Abstract
Mutations in human Gli-similar (GLIS) 3 protein cause neonatal diabetes. The GLIS3 gene region has also been identified as a susceptibility risk locus for both type 1 and type 2 diabetes. GLIS3 plays a role in the generation of pancreatic beta cells and in insulin gene expression, but there is no information on the role of this gene on beta cell viability and/or susceptibility to immune- and metabolic-induced stress. GLIS3 knockdown (KD) in INS-1E cells, primary FACS-purified rat beta cells, and human islet cells decreased expression of MafA, Ins2, and Glut2 and inhibited glucose oxidation and insulin secretion, confirming the role of this transcription factor for the beta cell differentiated phenotype. GLIS3 KD increased beta cell apoptosis basally and sensitized the cells to death induced by pro-inflammatory cytokines (interleukin 1β + interferon-γ) or palmitate, agents that may contribute to beta cell loss in respectively type 1 and 2 diabetes.
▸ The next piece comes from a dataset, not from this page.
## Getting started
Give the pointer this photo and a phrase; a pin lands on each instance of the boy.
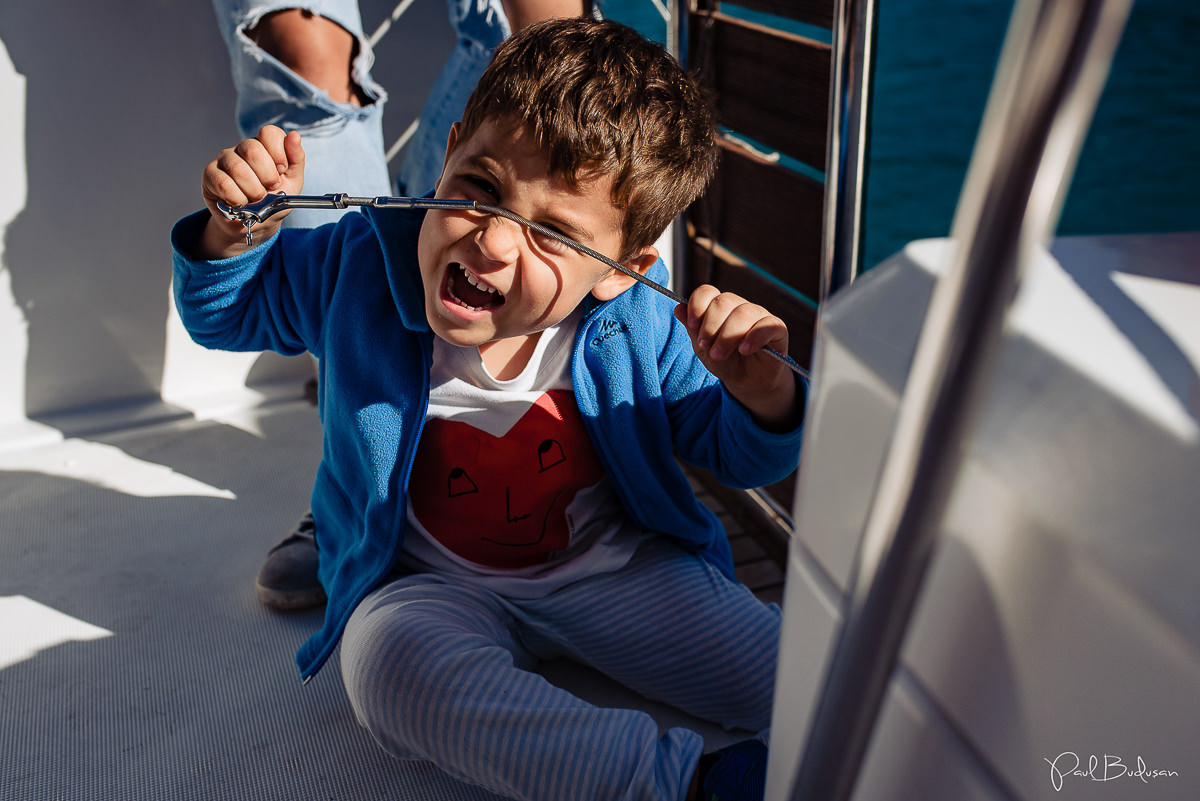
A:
(471, 365)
The increased cell death was due to activation of the intrinsic (mitochondrial) pathway of apoptosis, as indicated by cytochrome c release to the cytosol, Bax translocation to the mitochondria and activation of caspases 9 and 3. Analysis of the pathways implicated in beta cell apoptosis following GLIS3 KD indicated modulation of alternative splicing of the pro-apoptotic BH3-only protein Bim, favouring expression of the pro-death variant BimS via inhibition of the splicing factor SRp55. KD of Bim abrogated the pro-apoptotic effect of GLIS3 loss of function alone or in combination with cytokines or palmitate. The present data suggest that altered expression of the candidate gene GLIS3 may contribute to both type 1 and 2 type diabetes by favouring beta cell apoptosis. This is mediated by alternative splicing of the pro-apoptotic protein Bim and exacerbated formation of the most pro-apoptotic variant BimS.
Highlights
The Kruppel-like zinc finger protein Gli-similar (GLIS) 3 plays a critical role in pancreatic development, and loss-of-function mutations in this transcription factor lead to a syndrome characterized by neonatal diabetes, hypothyroidism and other congenital dysfunctions [1,2]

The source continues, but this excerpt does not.